Habits of the top 0.01% of product innovators
+ Metrics PMs should know like the back of their hand
Habits of the top 0.01% of product innovators:
1. Start with a problem, not a technology
2. Make sure a lot of people care about it
3. Listen to customers with good judgment
4. Invent on their behalf
5. Question requirements
6. Use your product often
7. Marry product with process
1. Start with a user problem, not a technology
Innovator: Steve Jobs
“You’ve got to start with the customer experience and work backwards. You can’t start with the technology and figure out where you’re going to try to sell it.”
2. Make sure a lot of people care about the problem
Innovator: Melanie Perkins (co-founder of $36B Canva)
“Solve a problem that a lot of people care about. It’s the cheapest way to have your product marketed. People love your product & tell friends.”
3. Listen to customers with good judgment
Innovator: Patrick Collison
“Spend a lot of time getting to know which customers have good judgement about your product. 70% of our new product ideas comes from listening to customers with good judgement.”
4. But also invent on behalf of customers
Innovator: Jeff Bezos
“Customers don’t know what they want. But they are wonderfully dissatisfied. So, invent on their behalf.”
5. Question requirements and remove steps
Innovator: Elon Musk
“Follow a 5 step process for product development:
1. Make requirements less dumb
2. Try to skip the part or process step
3. Simplify / optimize
4. Accelerate cycle time
5. Automate
Never go backward.”
6. Use your product often
Innovator: Jessica Livingston (co-founder of Y Combinator)
“When you’re using your own product or solving your own problem, you have all these insights no one else has. Airbnb’s founders were renting out their own apartment.”

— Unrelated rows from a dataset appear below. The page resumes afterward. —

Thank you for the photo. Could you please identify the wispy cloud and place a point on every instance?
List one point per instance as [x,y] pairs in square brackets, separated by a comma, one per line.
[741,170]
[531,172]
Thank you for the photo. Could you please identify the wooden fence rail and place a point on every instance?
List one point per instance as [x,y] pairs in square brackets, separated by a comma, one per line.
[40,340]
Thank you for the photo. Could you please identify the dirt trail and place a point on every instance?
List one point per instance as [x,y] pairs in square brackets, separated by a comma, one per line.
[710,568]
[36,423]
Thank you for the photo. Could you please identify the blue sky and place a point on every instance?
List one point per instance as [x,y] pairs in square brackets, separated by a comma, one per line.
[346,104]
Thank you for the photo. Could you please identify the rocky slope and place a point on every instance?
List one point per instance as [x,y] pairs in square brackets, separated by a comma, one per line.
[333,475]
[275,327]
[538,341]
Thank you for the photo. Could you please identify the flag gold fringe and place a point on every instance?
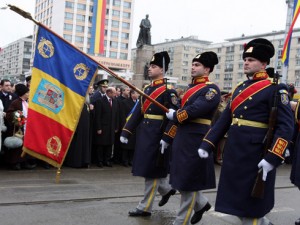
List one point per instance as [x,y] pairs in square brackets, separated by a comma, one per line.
[57,179]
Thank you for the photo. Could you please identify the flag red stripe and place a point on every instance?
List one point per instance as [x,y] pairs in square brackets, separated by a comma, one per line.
[39,133]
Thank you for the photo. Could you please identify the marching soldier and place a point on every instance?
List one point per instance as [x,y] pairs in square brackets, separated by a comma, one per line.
[153,134]
[246,119]
[190,174]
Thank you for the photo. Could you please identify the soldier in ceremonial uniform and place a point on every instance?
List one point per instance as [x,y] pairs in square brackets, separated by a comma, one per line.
[246,121]
[153,133]
[295,173]
[190,174]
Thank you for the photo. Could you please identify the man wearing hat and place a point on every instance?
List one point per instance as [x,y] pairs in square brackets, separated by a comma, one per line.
[246,120]
[190,174]
[154,132]
[102,85]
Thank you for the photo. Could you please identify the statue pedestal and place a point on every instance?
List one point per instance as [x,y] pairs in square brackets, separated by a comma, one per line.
[143,56]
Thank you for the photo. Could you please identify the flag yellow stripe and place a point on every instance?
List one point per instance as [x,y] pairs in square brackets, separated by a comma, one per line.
[98,26]
[72,104]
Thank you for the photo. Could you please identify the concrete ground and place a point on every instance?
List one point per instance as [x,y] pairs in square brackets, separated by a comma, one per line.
[103,196]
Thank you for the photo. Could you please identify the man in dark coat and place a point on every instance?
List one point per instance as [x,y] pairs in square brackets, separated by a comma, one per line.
[154,132]
[295,172]
[106,122]
[190,174]
[245,120]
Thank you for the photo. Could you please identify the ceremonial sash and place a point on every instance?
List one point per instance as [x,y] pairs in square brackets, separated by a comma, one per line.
[153,95]
[191,92]
[248,92]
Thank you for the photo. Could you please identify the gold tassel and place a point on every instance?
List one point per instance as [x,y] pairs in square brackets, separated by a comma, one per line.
[57,176]
[23,154]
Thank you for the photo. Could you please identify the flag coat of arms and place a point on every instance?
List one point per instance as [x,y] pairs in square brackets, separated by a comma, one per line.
[61,76]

7. Marry product with process
Innovator: Travis Kalanick
“The roadmap for product has to dovetail with the roadmap for the process. You push a button and a car appears in 5 minutes. That feels magical but how you make that happen is complex.”
10 metrics every PM should know like the back of their hand
As a PM, you don’t just need to KNOW metrics. You need to MOVE metrics.
To do that, you need to know their “catches” & “gotchas.” You must understand how they are calculated.
Metrics are powerful when used well. And destructive when wielded badly.
Let’s get mathy.
1. Conversion Rate (CVR)
Use: funnel optimization
Formula: % of users who make it from one step to the next
It’s important to identify the particular steps of the funnel a conversion rate measures. Conversion rate can be explained at a specific step or overall.
2. Cost per Acquisition (CPA)
Use: Marketing optimization
Formula: Budget / New Acquisitions
It’s important to clarify the attribution method: is it last click, last view, incremental, or something else? Acquisitions can refer to users or paying customers.
3. Lifetime Value (LTV)
Use: improving LTV/ CPA ratio
Formula: Order value × purchase frequency × lifetime
It’s important to understand if order value is calculated by revenue or profit. Some people also deduct CPA. It can be calculated overall, or for a product.
4. Contribution Margin (CM)
Use: Translating revenue to profit
Formula: revenue - variable costs
It’s important to understand what costs and revenue line items are in & out. It can be calculated for a product or overall.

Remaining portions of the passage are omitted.